BTW, it wasn't lack of a stupid insane password requirement that got all our information stolen. I want to know what they are doing to prevent that from happening.


----------



## killclimbz (Aug 10, 2007)

Yeah it sucks. Sorry guys, we didn't really have any say in the matter.


----------



## neni (Dec 24, 2012)

I get the password reset stuff. But wth did they reset ones signature to an old one? Someone messed with the audit tables?


----------



## nutmegchoi (Feb 10, 2016)

I may deleted the email.
My tapatalk account still works, but I'm locked out online.
Am I not welcome anymore???


----------



## Donutz (May 12, 2010)

Admin says to use the "forgot password" system to get your password reset.


----------



## jae (Nov 27, 2015)

took me about 3 days to decide I was bored enough to reset my password. spent about 30 minutes because it wasn't working right. I had to use the "forgot my password" feature about 3 times before it worked right. it was kinda strange how the automated pw wasn't working. I wonder how much this killed posting as nothings going on more so.


----------



## chomps1211 (Mar 30, 2011)

neni said:


> I get the password reset stuff. But wth did they reset ones signature to an old one? Someone messed with the audit tables?

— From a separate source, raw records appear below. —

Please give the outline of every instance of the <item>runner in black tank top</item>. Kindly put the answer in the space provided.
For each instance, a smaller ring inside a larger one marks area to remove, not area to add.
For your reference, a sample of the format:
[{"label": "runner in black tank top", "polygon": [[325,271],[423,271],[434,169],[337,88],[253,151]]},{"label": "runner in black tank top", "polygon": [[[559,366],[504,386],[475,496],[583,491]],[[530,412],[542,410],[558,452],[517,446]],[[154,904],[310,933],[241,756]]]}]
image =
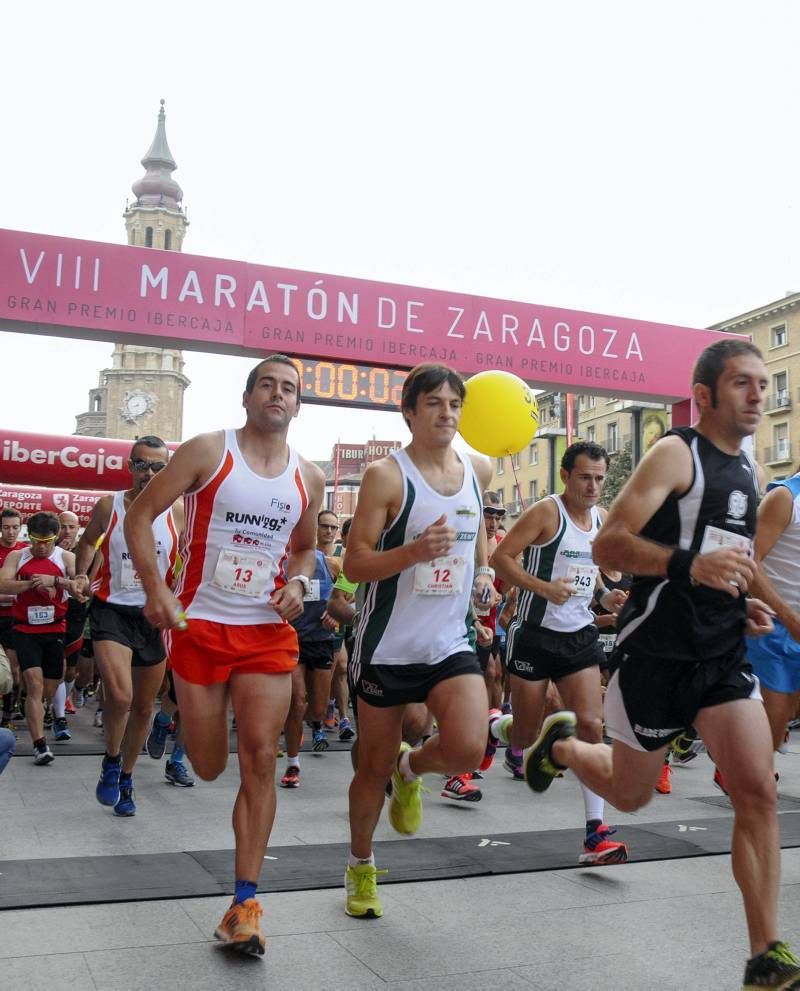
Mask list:
[{"label": "runner in black tank top", "polygon": [[[731,859],[752,956],[743,988],[800,988],[800,960],[778,941],[780,844],[772,736],[744,630],[772,629],[771,610],[744,600],[758,586],[751,556],[756,490],[741,455],[768,382],[750,341],[720,340],[698,358],[696,430],[672,431],[645,455],[611,507],[593,556],[640,576],[620,617],[619,669],[606,692],[613,748],[575,738],[575,715],[545,719],[526,780],[544,791],[569,767],[623,811],[653,796],[670,741],[696,728],[733,804]],[[748,467],[750,470],[748,470]]]}]

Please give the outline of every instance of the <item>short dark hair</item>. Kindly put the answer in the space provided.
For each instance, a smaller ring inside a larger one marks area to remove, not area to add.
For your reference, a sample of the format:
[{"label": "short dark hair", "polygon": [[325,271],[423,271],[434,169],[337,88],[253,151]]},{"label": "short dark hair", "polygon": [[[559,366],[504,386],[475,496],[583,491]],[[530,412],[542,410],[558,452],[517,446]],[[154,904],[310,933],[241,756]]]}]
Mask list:
[{"label": "short dark hair", "polygon": [[334,513],[332,509],[320,509],[320,511],[317,513],[317,523],[319,523],[322,520],[323,516],[335,516],[336,522],[337,523],[339,522],[338,514]]},{"label": "short dark hair", "polygon": [[344,523],[342,523],[341,534],[343,537],[346,537],[347,534],[350,533],[350,527],[352,525],[353,525],[353,517],[348,516],[347,519],[344,521]]},{"label": "short dark hair", "polygon": [[574,444],[569,445],[561,457],[561,467],[564,471],[572,471],[581,454],[585,454],[590,461],[605,461],[606,468],[611,464],[611,459],[604,447],[595,444],[593,440],[577,440]]},{"label": "short dark hair", "polygon": [[483,501],[484,503],[488,502],[490,506],[499,506],[503,500],[494,489],[487,489],[483,493]]},{"label": "short dark hair", "polygon": [[163,447],[165,451],[167,450],[167,445],[160,437],[156,437],[155,434],[146,434],[144,437],[137,437],[136,440],[133,442],[133,446],[131,447],[131,453],[130,453],[131,458],[133,458],[133,452],[136,450],[137,447],[149,447],[152,448],[154,451],[157,451],[159,448]]},{"label": "short dark hair", "polygon": [[759,349],[742,337],[728,337],[724,341],[714,341],[700,354],[694,364],[692,372],[692,385],[707,385],[711,390],[711,406],[717,407],[717,382],[725,371],[725,364],[729,358],[738,358],[740,354],[752,354],[756,358],[764,360],[764,356]]},{"label": "short dark hair", "polygon": [[28,520],[28,533],[37,537],[58,536],[61,524],[55,513],[34,513]]},{"label": "short dark hair", "polygon": [[2,513],[0,513],[0,520],[8,520],[12,516],[16,516],[20,523],[22,522],[22,513],[18,509],[12,509],[11,506],[6,506]]},{"label": "short dark hair", "polygon": [[290,368],[295,370],[297,375],[297,398],[300,398],[300,372],[297,371],[297,365],[292,361],[288,354],[270,354],[266,358],[263,358],[256,365],[255,368],[250,369],[250,374],[247,376],[247,382],[245,383],[244,391],[248,394],[253,391],[256,387],[256,381],[258,379],[258,370],[262,365],[268,365],[270,363],[278,365],[289,365]]},{"label": "short dark hair", "polygon": [[[408,373],[408,378],[403,383],[400,411],[410,409],[416,412],[419,397],[421,395],[427,395],[430,392],[436,392],[445,382],[454,392],[458,393],[459,399],[463,402],[467,390],[458,372],[454,372],[447,365],[424,364],[412,368]],[[406,426],[410,427],[411,424],[405,415],[403,419],[406,421]]]}]

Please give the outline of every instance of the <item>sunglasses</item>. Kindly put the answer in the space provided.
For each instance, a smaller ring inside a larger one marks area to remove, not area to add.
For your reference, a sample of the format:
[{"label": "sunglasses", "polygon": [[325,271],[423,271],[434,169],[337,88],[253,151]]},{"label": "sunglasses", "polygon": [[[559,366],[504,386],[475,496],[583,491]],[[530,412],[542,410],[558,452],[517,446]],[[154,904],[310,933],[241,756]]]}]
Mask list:
[{"label": "sunglasses", "polygon": [[505,509],[495,509],[493,506],[484,506],[483,515],[496,516],[498,520],[502,520],[502,518],[506,515],[506,511]]},{"label": "sunglasses", "polygon": [[37,537],[35,534],[29,533],[28,540],[34,544],[51,544],[56,539],[55,534],[51,534],[49,537]]},{"label": "sunglasses", "polygon": [[339,529],[339,524],[338,523],[317,523],[317,526],[320,528],[320,530],[338,530]]},{"label": "sunglasses", "polygon": [[167,467],[163,461],[144,461],[142,458],[131,458],[130,466],[131,471],[152,471],[154,475]]}]

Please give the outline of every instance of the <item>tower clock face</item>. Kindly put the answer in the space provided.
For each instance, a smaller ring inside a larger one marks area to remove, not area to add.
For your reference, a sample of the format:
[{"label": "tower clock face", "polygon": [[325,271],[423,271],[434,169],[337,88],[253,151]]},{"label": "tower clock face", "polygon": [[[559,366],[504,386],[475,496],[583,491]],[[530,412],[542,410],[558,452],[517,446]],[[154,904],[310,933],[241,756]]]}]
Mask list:
[{"label": "tower clock face", "polygon": [[154,405],[153,398],[148,393],[128,392],[122,400],[122,409],[120,412],[124,419],[129,423],[133,423],[140,416],[151,412]]}]

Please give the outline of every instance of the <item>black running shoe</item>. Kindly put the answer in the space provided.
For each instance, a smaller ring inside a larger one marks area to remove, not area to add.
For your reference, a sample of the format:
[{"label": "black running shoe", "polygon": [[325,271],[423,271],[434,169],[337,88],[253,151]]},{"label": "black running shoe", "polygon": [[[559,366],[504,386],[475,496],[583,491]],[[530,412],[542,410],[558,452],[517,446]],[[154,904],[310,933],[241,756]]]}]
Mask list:
[{"label": "black running shoe", "polygon": [[557,764],[552,756],[556,740],[566,740],[575,736],[577,720],[574,712],[554,712],[542,723],[539,736],[525,755],[525,780],[534,791],[547,791],[553,778],[565,768]]},{"label": "black running shoe", "polygon": [[786,943],[770,943],[763,953],[747,961],[742,991],[763,991],[764,988],[800,989],[800,960]]}]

I noticed the same thing once I got back in. My sig defaulted to an older one & I got _robbed_ of 3 of my days out!!! :blink: That's No Bueño!!!  

Fortunately,.. Upon logging in to my user CP, I saw that my most recent signature was still there. I simply scrolled down & hit save,... Voilà!!! Back to my proper sig & day count. 
@neni, take a look at your user cp and see if you can do the same! :thumbsup: :grin:


----------



## snowangel99 (Mar 11, 2016)

chomps1211 said:


> I noticed the same thing once I got back in. My sig defaulted to an older one & I got _robbed_ of 3 of my days out!!! :blink: That's No Bueño!!!
> 
> Fortunately,.. Upon logging in to my user CP, I saw that my most recent signature was still there. I simply scrolled down & hit save,... Voilà!!! Back to my proper sig & day count.
> 
> @neni, take a look at your user cp and see if you can do the same! :thumbsup: :grin:


I am so glad you are ok. I was worried for a second there!


----------



## chomps1211 (Mar 30, 2011)

snowangel99 said:


> I am so glad you are ok. I was worried for a second there!


:blink: :blink: :blink: :blink:

:laugh: :question:
???Did I just receive a _sarcasm_ smack down frum da new gurl??? :blink:

LoL!! :rofl3: _Way_ ta fit in!!! :grin: :thumbsup:


----------